Yes I bet the 2ww drags ha x


----------



## bumski

Wow that's fantastic news, suprising how quickly they grow!
Glad it's all gone really well for you, any yay to EC this week!!:happydance:
Did they tell you have many you have? I'm egg sharing so I'm hoping for atleast 10 each, fx
X


----------



## L4hope

I'm on cd9 and go in tomorrow to see what's brewing in there! Hopefully lots of good follies! 

Mummywannabe that's exciting to know ER will be this week! I am absolutely dreading the tww after transfer. Unfortunately it's just part of the process. Can't wait to see how everyone progresses this week!


----------



## bumski

Good luck tomorrow l4hope, hope ya got some nice follies growing in there x


----------



## bumski

Well not the best news today.
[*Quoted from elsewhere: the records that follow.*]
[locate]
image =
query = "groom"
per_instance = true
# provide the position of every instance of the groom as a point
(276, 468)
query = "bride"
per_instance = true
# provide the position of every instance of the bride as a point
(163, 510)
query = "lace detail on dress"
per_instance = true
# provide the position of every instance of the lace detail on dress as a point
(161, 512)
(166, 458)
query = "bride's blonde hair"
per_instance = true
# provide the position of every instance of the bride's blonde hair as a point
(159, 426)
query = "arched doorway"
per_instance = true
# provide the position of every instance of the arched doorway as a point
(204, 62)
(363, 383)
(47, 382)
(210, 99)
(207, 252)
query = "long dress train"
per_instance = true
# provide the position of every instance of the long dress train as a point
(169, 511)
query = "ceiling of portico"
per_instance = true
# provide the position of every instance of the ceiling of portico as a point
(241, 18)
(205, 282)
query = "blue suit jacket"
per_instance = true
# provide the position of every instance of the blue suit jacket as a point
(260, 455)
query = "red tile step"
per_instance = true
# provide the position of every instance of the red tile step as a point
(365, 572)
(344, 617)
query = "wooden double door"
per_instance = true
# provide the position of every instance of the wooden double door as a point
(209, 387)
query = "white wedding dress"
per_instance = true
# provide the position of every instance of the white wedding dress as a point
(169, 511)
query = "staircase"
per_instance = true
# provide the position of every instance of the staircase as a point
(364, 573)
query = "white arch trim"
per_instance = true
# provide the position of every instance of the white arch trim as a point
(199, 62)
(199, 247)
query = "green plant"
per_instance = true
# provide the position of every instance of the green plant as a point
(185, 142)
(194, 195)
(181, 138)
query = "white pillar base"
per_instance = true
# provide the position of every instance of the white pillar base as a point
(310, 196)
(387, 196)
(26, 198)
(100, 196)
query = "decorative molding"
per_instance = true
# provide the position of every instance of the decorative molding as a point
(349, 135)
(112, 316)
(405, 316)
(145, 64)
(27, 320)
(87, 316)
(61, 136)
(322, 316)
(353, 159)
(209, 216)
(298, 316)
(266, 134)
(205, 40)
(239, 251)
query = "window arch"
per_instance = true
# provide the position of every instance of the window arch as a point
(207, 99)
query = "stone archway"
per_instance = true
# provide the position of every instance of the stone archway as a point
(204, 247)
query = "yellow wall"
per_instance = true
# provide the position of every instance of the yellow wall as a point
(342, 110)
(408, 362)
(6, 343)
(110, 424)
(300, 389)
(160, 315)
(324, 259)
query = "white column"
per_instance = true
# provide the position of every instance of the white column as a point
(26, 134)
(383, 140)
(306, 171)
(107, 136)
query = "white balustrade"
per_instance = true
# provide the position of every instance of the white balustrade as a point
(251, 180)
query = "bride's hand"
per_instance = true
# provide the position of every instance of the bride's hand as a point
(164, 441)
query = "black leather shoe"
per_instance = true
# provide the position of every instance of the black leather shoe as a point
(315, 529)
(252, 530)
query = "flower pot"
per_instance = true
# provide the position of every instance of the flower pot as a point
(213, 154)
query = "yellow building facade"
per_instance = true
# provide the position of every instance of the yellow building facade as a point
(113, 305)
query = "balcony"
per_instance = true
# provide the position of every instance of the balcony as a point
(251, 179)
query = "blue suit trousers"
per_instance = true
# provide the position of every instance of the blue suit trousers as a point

Estrogen has to be under 20000 and mine came back at 27000! So dr is advising freezing all of the embies to prevent OHSS! :cry: gutted!
My follies are big enough for collection so no more stimms for me, she said my ovaries looked like two bunches of grapes, some measuring over 20mm already!
She seemed surprised I'm not in pain, feel a bit tender but presume everyone would, anyway on wed they will still continue as normal and do EC then they will keep an eye on embies, depending on the amount and how I'm feeling will depend on the next step, she said if only 1 or 2 remain then if I'm not ill they will CONSIDER putting ONE back but as it stands the dr is advising we just freeze them!

The words pi**ed off! Springs to mind but on all honesty this doesn't suprise me as AMH was so high,
I don't really know how a frozen transfer works but I presume there is no stimms in that cycle, just hoping it will not affect me sharing again as I have no other back up plan xx


----------



## tlm

Hi girls! I wanted to wish you all good luck and see if i can join you!? I am staring my IVF journey now after 2 years ttc! I will be doing Lupron at the end of this cycle, I am on cd5 now.


----------



## bumski

Hi tlm x GL with your ivf cycle Hun! What is Lipton? Is it to stimulate? X


----------



## bumski

Sorry predictive text I meant lupron? Lol


----------



## tlm

Lupron will shut down my system post o this cycle and then I will be using Menopur or Merional to stim with. I haven't ordered it yet tough and the Menopur is more expensive, so I will be calling my RE today to see if there is a difference. Anyone know??


----------



## L4hope

Bumski I'm so sorry about your estrogen being too high :( How frustrating this process can be. Hopefully all your eggs fertilize and develop well for freezing. I don't know exactly what meds you take for a frozen transfer but yes at least you won't have to go through with stims. You said retrieval is this wed? So that should mean you will trigger tonight?

Welcome tlm! I did Lupron as well to shut down my ovaries before stimming this cycle. I'm sure you are getting anxious to get started. Sorry I don't know the deference between the meds. I was not given a choice. I had to get menopur and Follistim. Yes they are expensive!! I just had to order more Follistim and I'm really hoping I have enough to get me through to retrieval. 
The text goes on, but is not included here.